Most of the time I used small, generational shifts forward. They don’t require that much rewriting, the leave room for new
plots, and maintain coherence. But I’ve also used larger jumps. We’d been playing our shared fantasy world for sixteen campaigns and nearly as many years. Multiple GMs ran in the setting across three different game-world
continents. Then we had a break and reorganization of players.
When we came back I jumped everything forward almost three centuries. That
allowed me to make some drastic changes, show the fallout of certain choices, and
introduce proto-steampunk technology to the setting. I don’t think everything
worked with that shift, but it did generate two long-term campaigns (one lasting three
years and the other seven years).
That seven-year campaign wrapped in December. It will be at
least another year before I’ll want to return to that setting. At that point I’ll
have to decide how I want to shift time forward: just a few years? a
generation? a century? perhaps I ought to do a campaign set in the past? We’ve
talked about using Microscope to fill in that gap of time. I’m torn- on the one
hand I want player participation, on the other it is a world I’ve managed for
almost thirty years. The group I’m playing with knows it almost as well as I
do. I’ll have to consider what I gain and what I lose from that approach.
IN OUR NEXT EPISODE
After the campaign ended I tried something new. Usually when I return to work on the next game I have to re-read my notes. I desperately try to piece together
what happened in the last sessions. I’ll usually have a decent write-up of that, but less on the broader world and problems. This time I sat down
a week after the game and inventoried open plot points. Some of these arose
from the climax and some simply happened and
hadn’t fully resolved. I’m hoping they’ll help when I prep the next game. You
can see my list below as an example. It probably won’t mean much, but you can
see how I structured things and how minimal I kept my questions. I suspect other GMs do this as a regular technique, but it is the first time I'd tried this immediately after a campaign wrap.

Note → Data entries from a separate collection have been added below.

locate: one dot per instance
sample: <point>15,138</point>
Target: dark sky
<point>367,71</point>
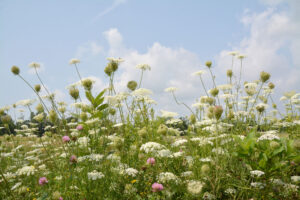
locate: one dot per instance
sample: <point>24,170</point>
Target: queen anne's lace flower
<point>94,175</point>
<point>27,170</point>
<point>152,147</point>
<point>268,136</point>
<point>257,173</point>
<point>165,177</point>
<point>194,187</point>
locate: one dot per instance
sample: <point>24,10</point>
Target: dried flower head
<point>208,64</point>
<point>132,85</point>
<point>264,76</point>
<point>37,88</point>
<point>74,61</point>
<point>229,73</point>
<point>34,65</point>
<point>15,70</point>
<point>74,92</point>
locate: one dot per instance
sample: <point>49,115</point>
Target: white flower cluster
<point>194,187</point>
<point>257,173</point>
<point>131,172</point>
<point>168,114</point>
<point>268,136</point>
<point>83,141</point>
<point>165,177</point>
<point>171,89</point>
<point>179,142</point>
<point>152,147</point>
<point>91,157</point>
<point>27,170</point>
<point>143,67</point>
<point>94,175</point>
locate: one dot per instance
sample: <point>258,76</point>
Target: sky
<point>174,37</point>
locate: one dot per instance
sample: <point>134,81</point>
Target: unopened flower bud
<point>193,119</point>
<point>229,73</point>
<point>83,116</point>
<point>208,64</point>
<point>37,88</point>
<point>218,110</point>
<point>264,76</point>
<point>87,84</point>
<point>52,116</point>
<point>271,85</point>
<point>274,145</point>
<point>112,111</point>
<point>6,119</point>
<point>114,66</point>
<point>210,100</point>
<point>108,70</point>
<point>162,129</point>
<point>214,92</point>
<point>15,70</point>
<point>74,92</point>
<point>132,85</point>
<point>205,169</point>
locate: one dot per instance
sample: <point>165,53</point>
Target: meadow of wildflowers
<point>235,143</point>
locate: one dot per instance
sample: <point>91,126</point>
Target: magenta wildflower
<point>151,161</point>
<point>73,159</point>
<point>79,127</point>
<point>66,139</point>
<point>43,181</point>
<point>156,187</point>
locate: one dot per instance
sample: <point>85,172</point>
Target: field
<point>234,143</point>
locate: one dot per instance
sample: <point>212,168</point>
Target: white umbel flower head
<point>94,175</point>
<point>233,53</point>
<point>27,170</point>
<point>194,187</point>
<point>168,114</point>
<point>198,73</point>
<point>268,136</point>
<point>165,177</point>
<point>34,65</point>
<point>257,173</point>
<point>131,172</point>
<point>116,60</point>
<point>74,61</point>
<point>143,67</point>
<point>152,147</point>
<point>171,89</point>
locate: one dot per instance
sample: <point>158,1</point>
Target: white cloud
<point>87,49</point>
<point>115,4</point>
<point>273,46</point>
<point>169,67</point>
<point>41,69</point>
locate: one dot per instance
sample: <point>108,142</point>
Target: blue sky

- What permanent change(s) did the Ardoran Terrat affect? How much affected the Elvish homeland and how much elsewhere?
- Which Elves left and which remained behind? How many and what kinds of fragmented Elvish peoples remain?
- What’s the status of the Ardorans? Did the Patron banish them all or were some spared? What about Morgandine and his expedition to the planes to rescue some of the Ardorans?

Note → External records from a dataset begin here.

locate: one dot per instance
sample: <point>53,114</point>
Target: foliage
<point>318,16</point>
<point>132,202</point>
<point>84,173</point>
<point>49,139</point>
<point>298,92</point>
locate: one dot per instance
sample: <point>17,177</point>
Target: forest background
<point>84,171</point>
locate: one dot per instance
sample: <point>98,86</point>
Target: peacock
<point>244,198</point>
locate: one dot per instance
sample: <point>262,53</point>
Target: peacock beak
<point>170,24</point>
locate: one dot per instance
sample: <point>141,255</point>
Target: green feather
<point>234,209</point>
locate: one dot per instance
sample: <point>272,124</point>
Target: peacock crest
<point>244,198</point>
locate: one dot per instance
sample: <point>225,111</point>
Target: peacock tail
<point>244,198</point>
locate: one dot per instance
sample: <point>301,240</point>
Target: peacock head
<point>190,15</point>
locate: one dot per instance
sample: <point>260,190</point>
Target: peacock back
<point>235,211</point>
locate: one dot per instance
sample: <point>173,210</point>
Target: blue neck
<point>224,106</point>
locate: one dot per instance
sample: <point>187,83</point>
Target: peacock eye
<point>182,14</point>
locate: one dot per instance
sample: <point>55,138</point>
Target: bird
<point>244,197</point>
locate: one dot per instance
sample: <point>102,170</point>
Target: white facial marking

- What will be the fallout from the appearance of the World Forest? Did it remain? Did it vanish? How does that affect the climate?

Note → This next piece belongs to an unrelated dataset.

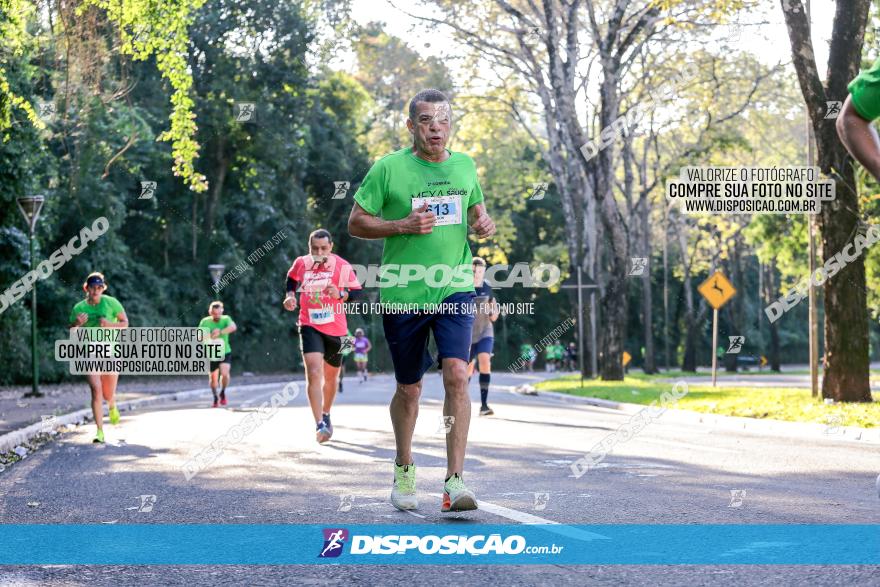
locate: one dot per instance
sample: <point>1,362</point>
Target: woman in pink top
<point>322,281</point>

- What’s happened to the Shaddai? Has the rulership wheel shifted? Has the Orb been lost or restored? What about the three renegade houses and the Pyramid?
- What happened with Atlantae and the Vampires?
- What about the Dwarves now that the situation seems to have shifted with the Undead?
- What’s the aftermath of The Chaining and the Mage Wars? How extensive was that? Were the staff of Libri Vidicos able to stop that before it got out of hand?
- What’s the role, power, and form of the five new Elemental Dragons?
- Do the cracks to the other world remain in the Dry Plains? Did something bleed or fall through from or to there?
- Are the barriers between the continents still in lpace?
- Are new powers in control in the Wild Lands? Who is in charge there?
- How does Caldumaran succession resolve? Are the two crowns still united?
- Does Aoniae return? Is there a new Aoniae?
- Will there be more contact with Khinsai or does it remain isolated?
- What are the repercussions of the events on the spirit plane within Rhaglai? What’s going on with the ancestor possessors there?
- Do the Nithians hidden away still have power or some form of restraint?
- What’s the status of Libri Vidicos now that it has been exposed?
- Likewise, what’s the status of Codici Malefactus?
- What are the roles of the ring bearers in this new era?